Author: Stanley A. Goldman
Publisher: Potomac Books—U. Nebraska Press
ISBN: 978-1640120440

Although some books aboutWorld War Two are depressing, whether historical fiction on non-fiction, they offer up history’s lessons about courage, duplicity, murdering fanatics, and genocide that we should never forget. This book contains all those lessons, but it’s not depressing in the long run. Mr. Goldman’s mother escaped the Nazis “final solution”; few European Jews did. With the world’s current turn toward fascism yet again, and too many genocides in the old Yugoslavia, Africa (too many to count), with the Rohingya, and others, it seems we have not learned those lessons at all. Anti-Semitism is also making a comeback in Europe and the U.S., two more places to watch in the future.

This is the story of Malka Repstein, a Polish Jew, who became Molly Goldman, the author’s mother. It is basically in two parts titled “Malka’s War” and “The Jew Who Met Himmler.” (There is a third part dealing with the aftermath and the consequences for Molly and Stanley that are generalized to other survivors and their children—for some reason that’s not included in the Table of Contents.)

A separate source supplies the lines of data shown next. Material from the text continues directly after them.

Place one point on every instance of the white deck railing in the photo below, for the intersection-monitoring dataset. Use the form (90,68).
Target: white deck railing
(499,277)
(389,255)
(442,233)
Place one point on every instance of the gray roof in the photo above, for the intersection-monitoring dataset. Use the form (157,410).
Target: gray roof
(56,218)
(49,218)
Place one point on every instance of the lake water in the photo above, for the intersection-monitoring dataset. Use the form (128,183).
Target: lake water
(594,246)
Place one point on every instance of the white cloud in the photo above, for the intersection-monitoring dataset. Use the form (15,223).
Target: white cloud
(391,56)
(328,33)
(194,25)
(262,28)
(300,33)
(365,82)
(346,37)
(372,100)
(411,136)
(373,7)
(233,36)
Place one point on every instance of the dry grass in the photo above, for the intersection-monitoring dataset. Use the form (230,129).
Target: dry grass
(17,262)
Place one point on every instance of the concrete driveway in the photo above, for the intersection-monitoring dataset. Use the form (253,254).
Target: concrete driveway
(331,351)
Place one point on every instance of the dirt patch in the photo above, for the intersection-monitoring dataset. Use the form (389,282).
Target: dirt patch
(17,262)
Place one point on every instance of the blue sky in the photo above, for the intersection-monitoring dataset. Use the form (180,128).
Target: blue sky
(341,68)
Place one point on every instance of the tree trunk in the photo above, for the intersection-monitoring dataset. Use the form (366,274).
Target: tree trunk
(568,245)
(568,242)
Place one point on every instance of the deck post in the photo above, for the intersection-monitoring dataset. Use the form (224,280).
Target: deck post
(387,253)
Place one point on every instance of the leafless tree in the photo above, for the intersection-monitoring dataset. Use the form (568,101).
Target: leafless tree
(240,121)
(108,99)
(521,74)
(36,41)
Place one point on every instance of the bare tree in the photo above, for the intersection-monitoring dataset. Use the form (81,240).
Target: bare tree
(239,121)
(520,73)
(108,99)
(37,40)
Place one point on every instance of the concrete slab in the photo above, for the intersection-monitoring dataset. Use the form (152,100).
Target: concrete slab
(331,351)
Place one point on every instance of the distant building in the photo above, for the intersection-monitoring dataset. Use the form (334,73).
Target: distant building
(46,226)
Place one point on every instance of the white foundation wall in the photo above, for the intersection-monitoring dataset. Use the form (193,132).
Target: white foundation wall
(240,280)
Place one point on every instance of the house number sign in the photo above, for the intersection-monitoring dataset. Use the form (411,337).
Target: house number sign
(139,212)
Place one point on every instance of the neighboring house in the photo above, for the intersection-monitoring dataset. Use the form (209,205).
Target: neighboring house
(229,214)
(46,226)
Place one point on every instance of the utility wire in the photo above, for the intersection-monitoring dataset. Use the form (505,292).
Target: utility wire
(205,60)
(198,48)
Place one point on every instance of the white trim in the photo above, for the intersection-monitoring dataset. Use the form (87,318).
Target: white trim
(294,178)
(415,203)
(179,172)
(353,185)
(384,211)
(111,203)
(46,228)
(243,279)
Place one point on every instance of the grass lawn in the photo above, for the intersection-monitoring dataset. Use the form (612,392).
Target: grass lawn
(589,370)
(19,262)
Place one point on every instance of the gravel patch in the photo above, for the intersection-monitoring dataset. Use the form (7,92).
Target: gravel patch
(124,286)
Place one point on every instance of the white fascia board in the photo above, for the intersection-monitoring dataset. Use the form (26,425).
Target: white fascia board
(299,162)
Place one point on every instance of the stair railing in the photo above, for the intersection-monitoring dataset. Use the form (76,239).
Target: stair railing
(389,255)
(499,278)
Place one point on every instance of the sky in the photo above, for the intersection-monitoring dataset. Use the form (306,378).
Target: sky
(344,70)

The first part follows Malka from the time when she was captured and her two children were led off to be murdered, through concentration camps and slave labor at Krupp’s armaments factory, and finally to Ravensbrück at the end of the war where she was scheduled to be gassed and cremated.

The second part is about Norbert Mazur, the unsung hero who manages to convince the monstrous Himmler to release one thousand Jewish women at Ravensbrück. Himmler was the architect of the final solution who implemented Hitler’s policy. This was “the bargain that broke Adolf Hitler and saved my [Stanley’s] mother.” How Mazur managed this incredible feat when Hitler had ordered all POWs killed is an amazing story, nearly as amazing as Malka’s survival on the way to that last concentration camp.

This is a well-written page-turner for any reader wanting a different perspective on Nazi atrocities. The author effortlessly moves from the general to the particular and back as he puts his mother’s plight in context. There are forty-four pages of references and bibliography. I learned why the title taken from Shakespeare’s Henry VII was chosen, for example. All that might make a prospective reader think that this book Is an academic work. Yes, it is well-documented history, but it’s more than that. I can understand why Mr. Goldman felt he had to tell his mother’s story. It is a compelling one, and every reader who pretends to understand this dark era in human history should read it.